ORONO – An overloaded dryer was the cause of a fire at a University of Maine dorm building Tuesday afternoon.

One person was treated for smoke inhalation when the contents of an overloaded dryer caught fire in the basement utility room of Hancock Hall, UM Public Safety Chief of Police Noel March said. No one else was injured and damage to the building was estimated at about $2,000.

“There was mostly smoke damage,” March said. “And water damage from fire suppression efforts.”

Fire crews had cleared the scene and students were allowed to re-enter the building by 5 p.m. Before the building was cleared, Wells Commons was opened and Memorial Union was available for students to get in out of the cold.

Jeremy Gagne, a UM student fire marshal who lives in Hancock Hall and also is a member of the Orono Fire Department, was the first to respond to the fire, March said. Gagne, who smelled the smoke before the alarms went off, emptied two fire extinguishers before Orono and Old Town fire crews arrived on the scene, Orono Fire Capt. Henry Vaughan said.

Gagne was taken to St. Joseph’s Hospital and treated for smoke inhalation, Vaughan said.

This was not the first fire the dorm has seen. In May 2000, a fire was set at the dorm, sending five people to the hospital and displacing 240 students just a week before final exams.

“Fortunately in this case, we’re looking at an accidental fire,” March said.

When the 2000 fire occurred, there was no sprinkler system in the 1960s-vintage Hancock Hall and the alarms stopped sounding about five minutes into the fire due to electrical damage.

Fire codes have required sprinklers for dormitories built during the last couple of decades, but sprinklers weren’t mandatory in the older structures. State fire investigators ruled that the May 2000 fire had been intentionally set in one of the dorm’s lounge areas, causing more than $500,000 in damage.

“If it wasn’t for that sprinkler system, we would have been looking at a similar amount of fire damage in this building,” Vaughan said.

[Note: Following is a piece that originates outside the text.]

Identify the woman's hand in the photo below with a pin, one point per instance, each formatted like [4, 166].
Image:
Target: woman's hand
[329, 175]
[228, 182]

The new alarm system worked exactly as it should have, according to March. The sprinklers went off in the utility room where the dryer was located, and the alarms went off in the rest off the building.

“The system and procedure that we have in place have worked perfectly,” March said.

All the students evacuated the building and March was pleased with the cooperation between students, resident life staff and public safety officials.

March described the incident as “a textbook example of the way the system is supposed to work.”